Analysis of functional categories
Threshold values used to choose the most relevant differential expressed genes are arbitrary. As a consequence, useful gene regulation information can be lost. It can therefore be helpful to analyse transcriptome data using gene set enrichment analysis, based on functional category and/or regulon information, without prior selection of genes using cut-off values. To facilitate such analysis, we developed the Excel add-in GINtool , and used functional categories and regulon information that has been collected over time in the main B. subtilis knowledge database Subtiwiki [27, 33]. First, we focussed on the functional categories related to stress, protein translation and protein homeostasis, and based on the genes in Tables 1 and 2, also included the functional categories related to respiration, sulfur and carbon metabolism, and amino acid utilisation. As shown in Fig. 3, there are substantial more amino acid synthesis and acquisition genes upregulated in the 3 h time point than are listed in Table 1. Also the downregulation of respiration genes in the 6 h sample is more obvious, compared to the information in Table 2. Interestingly, for both time points the functional category “chaperones and protein folding” is downregulated. This category comprises the conserved protein chaperones GroEL/ES, DnaJ/K and others, but their related genes do not show up in Tables 1 and 2 due to the chosen cutoff for fold change. The "general stress proteins" category, comprising 161 Sigma-B controlled genes, does not seem to be activated in the XynA overexpressing cells, but the "heat shock proteins" appear to be collectively downregulated in both samples. Several genes in the functional category “protein secretion” are slightly upregulated in the 3 h sample.

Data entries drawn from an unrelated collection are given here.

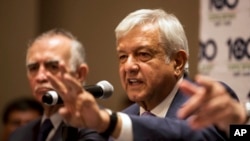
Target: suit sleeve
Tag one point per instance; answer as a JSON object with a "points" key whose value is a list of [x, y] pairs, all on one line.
{"points": [[152, 128]]}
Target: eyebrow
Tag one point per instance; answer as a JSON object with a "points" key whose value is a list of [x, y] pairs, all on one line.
{"points": [[50, 62]]}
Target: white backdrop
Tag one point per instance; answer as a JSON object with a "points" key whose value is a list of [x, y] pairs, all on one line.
{"points": [[225, 43]]}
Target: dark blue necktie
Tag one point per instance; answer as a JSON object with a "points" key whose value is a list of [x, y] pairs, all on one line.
{"points": [[44, 130]]}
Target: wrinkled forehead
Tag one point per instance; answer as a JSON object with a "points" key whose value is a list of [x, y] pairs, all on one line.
{"points": [[56, 48]]}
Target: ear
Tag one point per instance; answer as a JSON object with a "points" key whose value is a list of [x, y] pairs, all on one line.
{"points": [[180, 59], [82, 72]]}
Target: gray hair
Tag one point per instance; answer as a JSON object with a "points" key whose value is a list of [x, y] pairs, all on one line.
{"points": [[77, 50], [172, 33]]}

This category is a collection of genes that are involved a wide variety of processes including general secretion, such as the Sec and signal peptidase encoding genes, but also genes encoding the Tat secretion system and secretion processes during sporulation. In fact, the most strongly (2- to 3-fold) induced genes in this category are those form the sporulation operon spoIIIAB, involved in the activation of the sporulation sigma factor Sigma-G (Additional file 1: Table S1) [34, 35].
Analysis of regulon activities
Often functional categories comprise genes that are controlled by different regulators. For example the downregulated functional category "heat shock proteins" include 27 genes comprising several regulons, including the general heat stress genes regulated by the sigma factor SigI, the CssR controlled membrane-anchored protein quality control protease genes htrA/B, the Clp AAA + unfoldases encoding genes regulated by CtsR, and the HrcA regulated GroEL/ES and DnaJ/K encoding genes . Therefore, to gain a better understanding what regulation underlies the observed transcription differences, it is useful to focus on regulons. So far, 218 regulons have been identified for B. subtilis . When these regulons were sorted, based on their average fold change values, a clear gradation in activities was observed (Additional file 3: Fig. S2), presenting a more natural view of the differential expression than the binary, relevant/non-relevant, distribution based on arbitrary fold change and p-value threshold levels.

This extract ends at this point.